A catch-22 situation occurring where an LRBA is used to purchase property directly by an SMSF can impact any future borrowings in regard to the asset, warns one of Australia’s most respected auditors.

In a recent webinar, Shelley Banton, head of education at ASF Audits, said the ATO is focusing on many aspects of SMSF and property acquisition and the use of LRBAs is one.

“While an LRBA can be used to acquire a property, the legislation doesn’t permit the use of any further borrowings for development purposes, which can also change the nature of that single acquirable asset,” she said.

“Even though there’s no restrictions on obtaining money from other sources to develop that property, where that development fundamentally changes the character of the property, which is typically the case with property development, the fund is going to fail the LRBA requirements by ceasing to be that same acquirable asset.”

She said an example is where there is a single property that is purchased through an LRBA on a large block of land, which gets knocked down to build a set of units.

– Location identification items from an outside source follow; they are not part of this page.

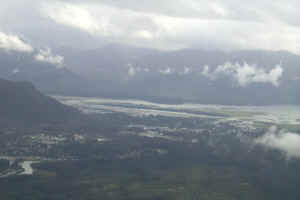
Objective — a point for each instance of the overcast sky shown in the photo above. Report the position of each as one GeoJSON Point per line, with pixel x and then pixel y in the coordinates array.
{"type": "Point", "coordinates": [162, 24]}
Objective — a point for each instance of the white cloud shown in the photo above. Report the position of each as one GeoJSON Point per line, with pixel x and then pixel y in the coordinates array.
{"type": "Point", "coordinates": [15, 71]}
{"type": "Point", "coordinates": [168, 24]}
{"type": "Point", "coordinates": [72, 15]}
{"type": "Point", "coordinates": [186, 70]}
{"type": "Point", "coordinates": [47, 57]}
{"type": "Point", "coordinates": [14, 43]}
{"type": "Point", "coordinates": [288, 143]}
{"type": "Point", "coordinates": [132, 71]}
{"type": "Point", "coordinates": [246, 74]}
{"type": "Point", "coordinates": [166, 71]}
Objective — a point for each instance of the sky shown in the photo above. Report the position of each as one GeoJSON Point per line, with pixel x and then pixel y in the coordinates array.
{"type": "Point", "coordinates": [161, 24]}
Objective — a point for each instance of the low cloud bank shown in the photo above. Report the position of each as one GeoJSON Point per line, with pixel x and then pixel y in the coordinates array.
{"type": "Point", "coordinates": [47, 57]}
{"type": "Point", "coordinates": [286, 142]}
{"type": "Point", "coordinates": [14, 43]}
{"type": "Point", "coordinates": [245, 74]}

“All of a sudden section 67 A and B are breached and it may also give rise to NALI provisions as well depending on the circumstances of how that property development was worked out,” she said.

She said it should be noted that this does not apply to an SMSF using an LRBA to acquire shares or units in a company or unit trust that has been used to develop that property.

“The reason for this is that the single acquirable asset is the shares or the units and there’s no concern that the use of those borrowed funds is going to improve or fundamentally change the nature of the assets, which is the shares,” she said.

The regulations state that the acquirable asset must be allowed under SIS, which means the trustee has to ensure that the property development entity isn’t a related party or trust.

“If it is, the investment has to be acquired at market value and it has to be covered by one of the in-house assets exceptions, or the acquisition of that asset is at market value and wouldn’t result in the fund exceeding that five per cent limit on in-house assets,” she said.

“Given the value of property in funds, that’s usually the exception rather than the rule, so where there’s an LRBA over shares or units and an event causes that five per cent in-house asset exemption to cease, such as not purchasing those units or shares at market value, the fund is also going to be in breach of section 67.

“The reason for that is while the nature of the asset won’t change, the shares weren’t purchased at market value and are no longer considered to be a single acquirable asset.”

Ms Banton said it is also important to think about where those units or shares are being funded by a related party LRBA because the trustees can’t rely on the safe harbour terms in PCG 2016/5 because that’s used as a benchmark for property and listed shares only - not unlisted shares or units.

“Therefore, the trustee needs to do some homework and demonstrate that LRBA terms are on arm’s length terms by showing that they’ve replicated the terms of a commercial loan, which is available under the same circumstances,” she said.

“It is going to be difficult for the trustee to find that kind of loan, mainly because the lenders go into wanting security over the property but they’re only going to be able to get personal security over the units.

“Trying to get evidence that the LRBA is on commercial terms may be difficult, and it’s also going to be hard to justify if you can’t do that to the ATO.”